Aha. If you change 42 to 250, the output is

size: 4600006

This is because msgpack allows numbers to be encoded differently depending on the value, to allow for efficiency. See msgpack-rust/uint.rs at master · 3Hren/msgpack-rust · GitHub. Note that a u8 takes up 2 bytes this way.

Also note that msgpack allows for effiecient sending off Vec<u8> via msgpack/spec.md at master · msgpack/msgpack · GitHub and for other Vec's via msgpack/spec.md at master · msgpack/msgpack · GitHub. I'm just having a hard time figuring out how to do it via rmp-serde. In my own usage of rmp I've been using write_value in rmpv::encode - Rust.

2 Likes

Oh, in that case it's the problem that the serde can't specialize Vec<u8> over its generic Vec<T> impl.
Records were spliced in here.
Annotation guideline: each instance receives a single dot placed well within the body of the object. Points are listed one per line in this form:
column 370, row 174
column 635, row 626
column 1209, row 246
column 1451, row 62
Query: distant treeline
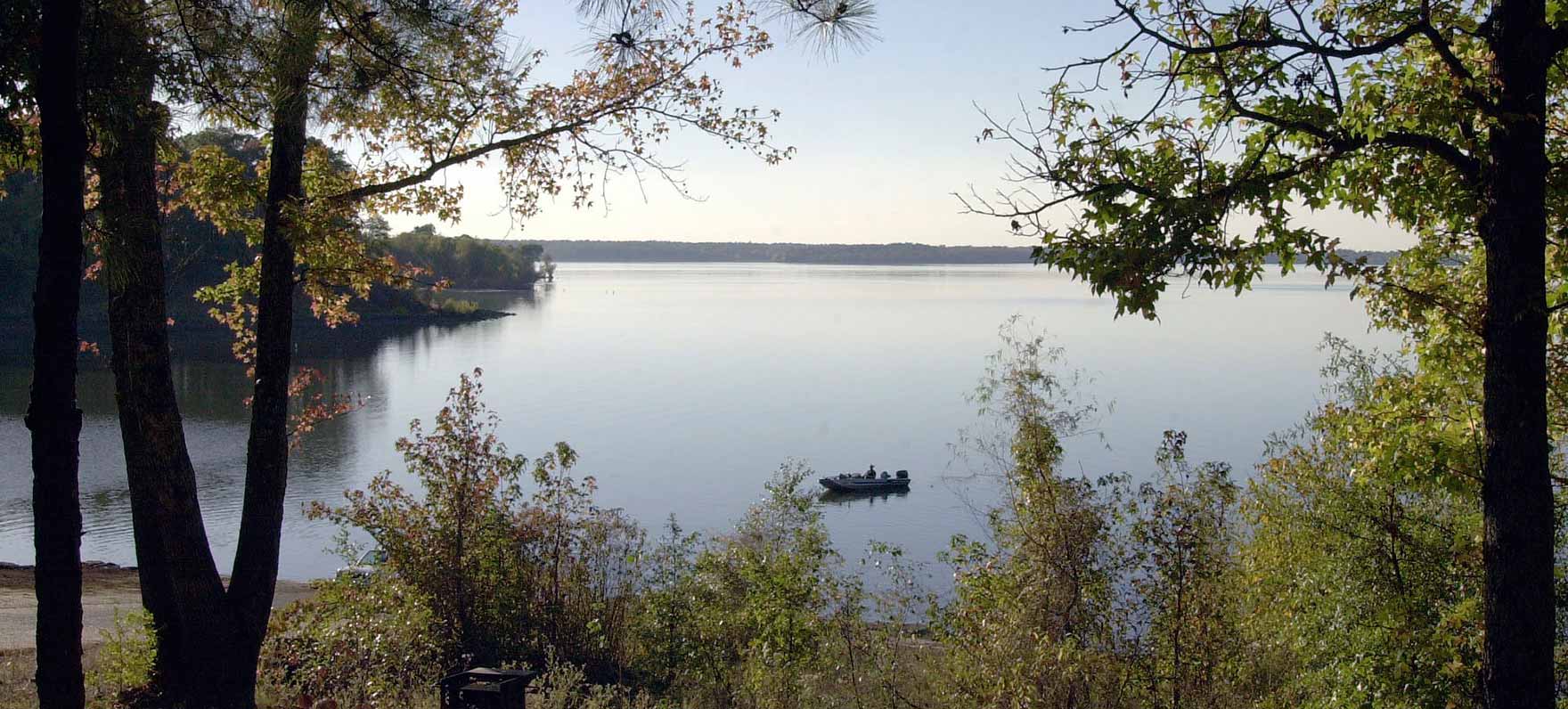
column 468, row 262
column 783, row 253
column 196, row 251
column 810, row 253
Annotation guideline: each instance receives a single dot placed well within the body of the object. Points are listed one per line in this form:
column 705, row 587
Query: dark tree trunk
column 52, row 413
column 179, row 581
column 208, row 637
column 267, row 455
column 1516, row 493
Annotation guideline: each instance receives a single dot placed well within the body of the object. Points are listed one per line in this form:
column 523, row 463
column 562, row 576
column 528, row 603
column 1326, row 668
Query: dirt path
column 105, row 591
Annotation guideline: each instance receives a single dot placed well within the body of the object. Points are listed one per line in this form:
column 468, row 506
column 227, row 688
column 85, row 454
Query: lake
column 684, row 387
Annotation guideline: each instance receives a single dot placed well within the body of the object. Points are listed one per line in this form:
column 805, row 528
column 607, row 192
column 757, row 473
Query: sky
column 883, row 135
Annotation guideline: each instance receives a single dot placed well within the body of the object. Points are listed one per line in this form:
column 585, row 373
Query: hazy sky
column 883, row 137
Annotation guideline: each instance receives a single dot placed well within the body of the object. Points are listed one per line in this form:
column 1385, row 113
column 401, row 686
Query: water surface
column 684, row 385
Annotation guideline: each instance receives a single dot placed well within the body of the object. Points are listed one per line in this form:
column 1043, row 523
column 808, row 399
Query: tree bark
column 179, row 581
column 52, row 414
column 267, row 455
column 1516, row 493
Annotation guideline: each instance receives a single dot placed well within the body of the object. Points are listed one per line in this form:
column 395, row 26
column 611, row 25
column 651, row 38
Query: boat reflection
column 845, row 499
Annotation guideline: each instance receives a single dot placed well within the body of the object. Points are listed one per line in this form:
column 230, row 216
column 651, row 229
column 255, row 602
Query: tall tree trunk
column 179, row 581
column 208, row 637
column 267, row 457
column 52, row 413
column 1516, row 493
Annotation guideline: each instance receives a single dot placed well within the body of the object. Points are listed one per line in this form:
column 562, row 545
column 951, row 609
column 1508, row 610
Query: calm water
column 684, row 387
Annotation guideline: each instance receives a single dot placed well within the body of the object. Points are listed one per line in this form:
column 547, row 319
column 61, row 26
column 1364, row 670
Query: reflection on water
column 852, row 499
column 684, row 387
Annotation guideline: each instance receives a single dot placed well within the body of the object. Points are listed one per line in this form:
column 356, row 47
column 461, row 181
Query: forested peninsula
column 649, row 251
column 200, row 253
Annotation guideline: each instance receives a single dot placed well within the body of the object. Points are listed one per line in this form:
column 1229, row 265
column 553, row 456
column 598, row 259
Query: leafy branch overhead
column 416, row 88
column 1242, row 117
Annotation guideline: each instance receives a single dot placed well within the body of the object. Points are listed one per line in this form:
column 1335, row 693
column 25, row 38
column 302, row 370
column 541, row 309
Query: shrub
column 359, row 642
column 511, row 575
column 124, row 659
column 458, row 308
column 744, row 622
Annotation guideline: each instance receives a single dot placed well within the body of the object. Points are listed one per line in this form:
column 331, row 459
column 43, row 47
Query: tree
column 398, row 77
column 52, row 414
column 1440, row 117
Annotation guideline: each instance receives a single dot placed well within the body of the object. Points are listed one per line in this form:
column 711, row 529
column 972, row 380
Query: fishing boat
column 847, row 482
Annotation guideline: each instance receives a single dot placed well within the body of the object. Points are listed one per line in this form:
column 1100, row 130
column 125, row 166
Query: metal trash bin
column 485, row 689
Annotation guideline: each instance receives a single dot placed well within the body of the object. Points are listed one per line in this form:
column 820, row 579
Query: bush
column 359, row 642
column 744, row 620
column 511, row 575
column 458, row 308
column 124, row 659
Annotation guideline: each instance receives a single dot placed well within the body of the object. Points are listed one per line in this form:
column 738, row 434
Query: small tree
column 1440, row 117
column 452, row 538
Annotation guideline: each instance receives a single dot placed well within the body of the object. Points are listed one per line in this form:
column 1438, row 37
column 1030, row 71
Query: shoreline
column 107, row 591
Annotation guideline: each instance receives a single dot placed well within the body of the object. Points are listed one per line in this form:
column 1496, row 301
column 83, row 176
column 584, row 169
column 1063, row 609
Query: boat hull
column 862, row 485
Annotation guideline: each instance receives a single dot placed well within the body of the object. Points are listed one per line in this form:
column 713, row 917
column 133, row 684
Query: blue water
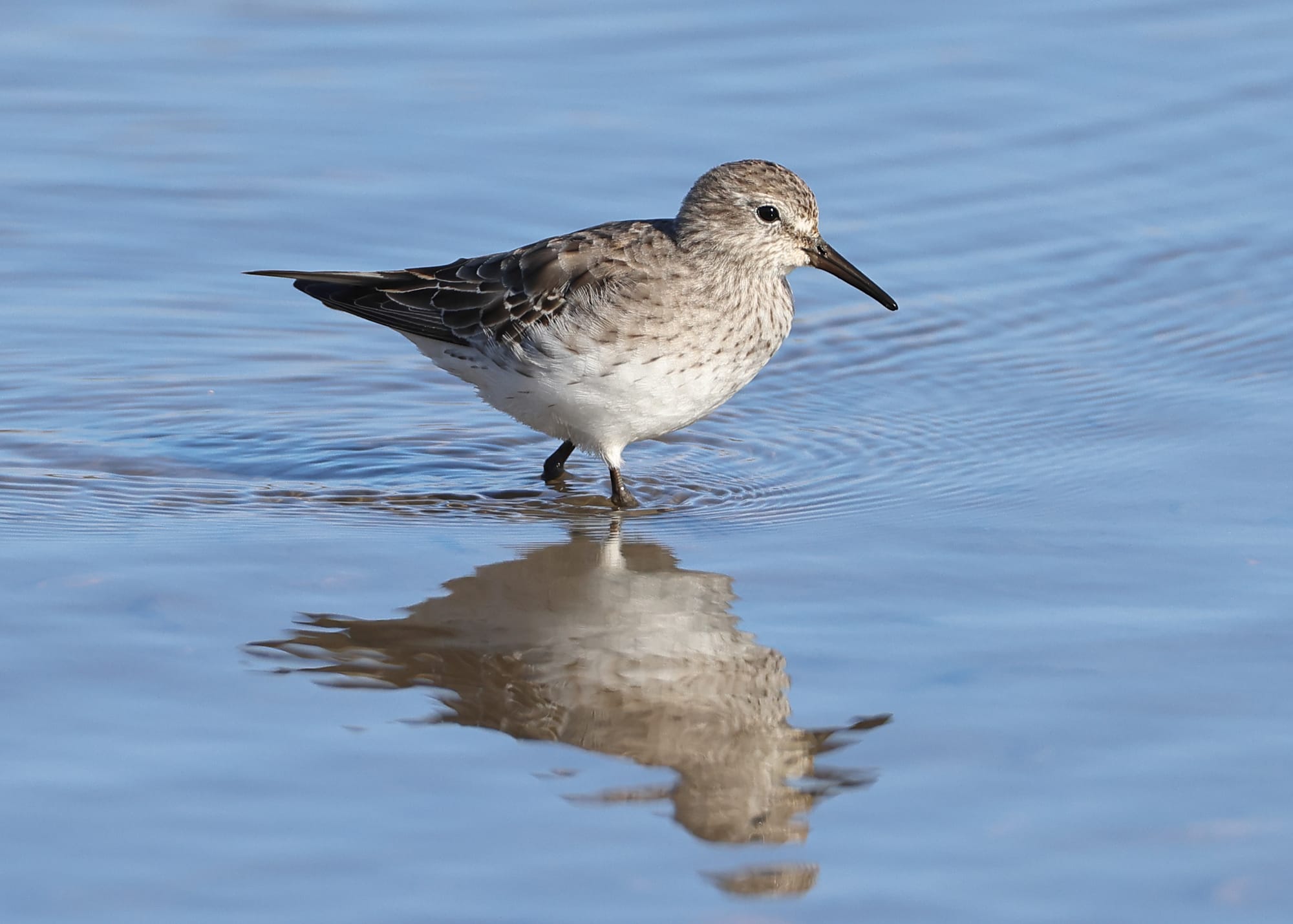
column 976, row 612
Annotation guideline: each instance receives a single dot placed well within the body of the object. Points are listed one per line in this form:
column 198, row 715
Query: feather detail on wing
column 500, row 298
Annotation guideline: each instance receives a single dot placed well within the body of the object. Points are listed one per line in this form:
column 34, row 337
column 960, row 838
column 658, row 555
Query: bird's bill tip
column 824, row 257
If you control the serialized types, try containers other than Vec<u8> specialized for bytes, like ones from the bytes crate or the BString from the bstr crate.

Two other possibilities:

  1. Use a format that natively supports binary blobs, for example my Neodyn Exchange crate:

    use anyhow::Result;
    use neodyn_xc::Value;
    
    fn main() -> Result<()> {
        let v: Vec<u8> = (0..=u8::MAX).cycle().take(u16::MAX.into()).collect();
        let vlen = v.len();
        let neodyned = neodyn_xc::to_bytes(&Value::Blob(v))?;
    
        println!("v.len() = {}, neodyned.len() = {}", vlen, neodyned.len());
     
         Ok(())
     }
    
  2. Use a non-self-describing format, such as bincode, which can serialize to the most compact representation possible, as the (static) type information will always be provided (and required): Playground – the problem with this approach is that dynamically typed deserialization won't work.

    use serde_json::Value;
    
    fn main() -> Result<()> {
        let v: Vec<u8> = (0..=u8::MAX).cycle().take(u16::MAX.into()).collect();
        let bincoded = bincode::serialize(&v)?;
        println!("v.len() = {}, bincoded.len() = {}", v.len(), bincoded.len());
        let value: Value = bincode::deserialize(&bincoded)?; // this fails
        Ok(())
    }
    
1 Like

Thanks, I have switched to bincode which seems to be working fine, and is producing serialised values of the expected size.